Judge heaps praise on Salvos Legal

The president of the Court of Appeal in the NSW Supreme Court has praised Salvos Legal’s business model and urged other firms to consider adopting a similar approach.

Speaking at the City of Sydney Law Society 2012 annual dinner last week (14 November), Justice James Allsop (pictured), highlighted the merits of establishing a separately-operated pro bono firm to provide free legal advice and representation to those in need.

“Setting up an entirely separate firm [like Salvos Legal has done] to provide assistance to those who cannot afford legal support would give organisations coherence and economic efficiency for their pro bono effort,” he said.

Allsop, who on Tuesday (20 November) was named as the successor to Justice Patrick Keane as chief justice of Federal Court, added that it would create a “visible professional structure” for firms to address a critical social justice issue and emphasise the progress of the profession in access to justice.

Salvos Legal, a unique, not-for-profit law firm established in 2010 and launched in July last year, funds a pro bono firm called Salvos Legal Humanitarian. The unique business model allows the Salvation Army to offer free legal aid to the disadvantaged.
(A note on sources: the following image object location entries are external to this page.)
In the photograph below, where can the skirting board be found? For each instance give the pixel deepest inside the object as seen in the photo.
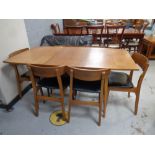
(9, 106)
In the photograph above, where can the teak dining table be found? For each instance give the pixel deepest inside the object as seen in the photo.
(85, 57)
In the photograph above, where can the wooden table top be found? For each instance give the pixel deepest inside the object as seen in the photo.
(87, 57)
(151, 39)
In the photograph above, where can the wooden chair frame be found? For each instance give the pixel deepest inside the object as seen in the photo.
(76, 30)
(142, 61)
(47, 72)
(89, 75)
(117, 37)
(93, 29)
(19, 78)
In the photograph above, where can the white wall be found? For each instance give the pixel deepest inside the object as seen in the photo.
(13, 36)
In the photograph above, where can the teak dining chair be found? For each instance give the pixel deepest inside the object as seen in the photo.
(114, 36)
(92, 81)
(48, 77)
(119, 81)
(74, 30)
(55, 28)
(20, 77)
(96, 31)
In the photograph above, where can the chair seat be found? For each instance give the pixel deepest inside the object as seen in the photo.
(53, 82)
(87, 86)
(120, 79)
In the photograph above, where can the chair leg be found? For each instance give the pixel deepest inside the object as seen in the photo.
(36, 107)
(42, 94)
(74, 94)
(136, 103)
(19, 87)
(63, 110)
(100, 108)
(105, 104)
(69, 111)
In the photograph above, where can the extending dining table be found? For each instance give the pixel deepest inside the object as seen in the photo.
(84, 57)
(149, 41)
(129, 33)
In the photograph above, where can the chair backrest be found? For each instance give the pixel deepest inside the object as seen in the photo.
(46, 71)
(115, 33)
(138, 24)
(94, 29)
(55, 28)
(89, 74)
(74, 30)
(17, 52)
(143, 62)
(145, 26)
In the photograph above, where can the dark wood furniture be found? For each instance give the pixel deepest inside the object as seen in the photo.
(114, 36)
(92, 81)
(134, 44)
(123, 82)
(55, 28)
(149, 42)
(74, 30)
(20, 77)
(51, 78)
(93, 30)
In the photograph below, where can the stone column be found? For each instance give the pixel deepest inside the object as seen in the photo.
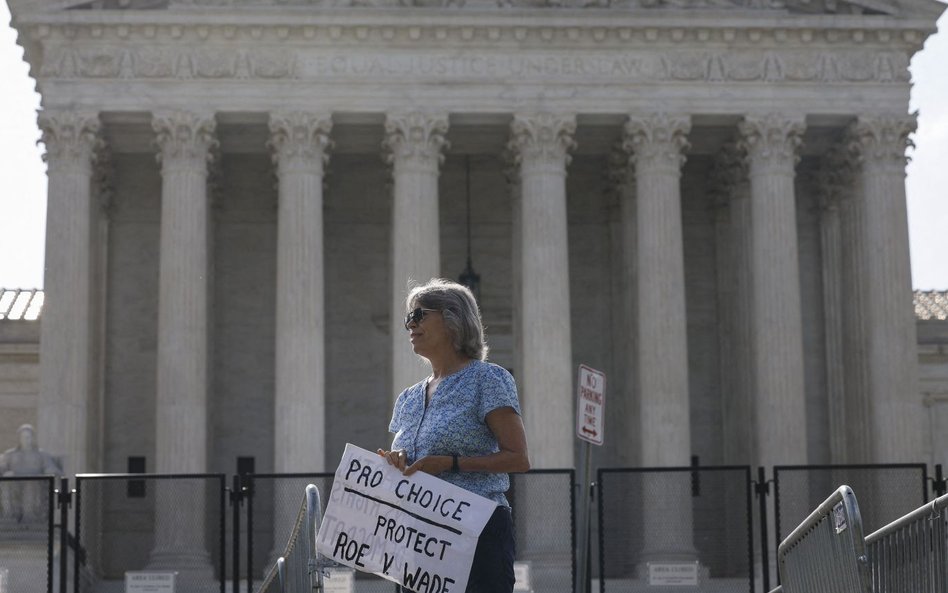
(656, 143)
(67, 341)
(731, 184)
(299, 142)
(541, 143)
(623, 227)
(771, 142)
(415, 141)
(185, 140)
(890, 347)
(512, 175)
(834, 178)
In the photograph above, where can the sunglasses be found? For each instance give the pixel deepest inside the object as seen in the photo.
(417, 315)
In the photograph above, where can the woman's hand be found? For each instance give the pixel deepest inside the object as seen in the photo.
(430, 464)
(398, 458)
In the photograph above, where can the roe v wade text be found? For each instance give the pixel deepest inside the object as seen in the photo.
(418, 531)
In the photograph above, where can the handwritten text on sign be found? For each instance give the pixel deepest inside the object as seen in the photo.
(418, 531)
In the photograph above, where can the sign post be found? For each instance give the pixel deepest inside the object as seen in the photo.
(590, 426)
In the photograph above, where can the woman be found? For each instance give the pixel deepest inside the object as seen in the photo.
(472, 433)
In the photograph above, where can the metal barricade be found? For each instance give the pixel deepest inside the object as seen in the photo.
(27, 509)
(826, 553)
(543, 505)
(686, 526)
(910, 555)
(155, 523)
(298, 570)
(886, 491)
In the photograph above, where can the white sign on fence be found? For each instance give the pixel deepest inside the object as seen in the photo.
(673, 574)
(340, 580)
(591, 397)
(149, 582)
(418, 531)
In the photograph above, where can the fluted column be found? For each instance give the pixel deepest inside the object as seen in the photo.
(415, 142)
(656, 144)
(730, 183)
(541, 144)
(67, 341)
(185, 140)
(623, 184)
(890, 349)
(835, 180)
(512, 176)
(780, 416)
(300, 142)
The firm has confirmed it has been able to develop and grow the work of Salvos Legal Humanitarian such that it now assists in more than 260 cases each fortnight, and to date has advised or represented in more than 5500 cases.

In his address, Allsop said that providing legal aid to the disadvantaged remained “one of the most important and defining characteristics of the profession”.

“The undertaking of significant pro bono assistance is an essential part of the lifeblood of the profession,” he said. “Many courts simply could not function with anything like the efficiency that they do were it not for practitioners providing their time and skill for the benefit of unrepresented people.”

He revealed that at any one time there are usually about 20 to 30 cases in the Court of Appeal where legal aid is required.

Allsop added that he objects to term the “querulous” being used in the context of such cases.

“Most are not querulous,” he said. “Most are simply people who cannot afford legal help; they go to the Court of Appeal to remedy what they perceive to be the wrongs inflicted on them.”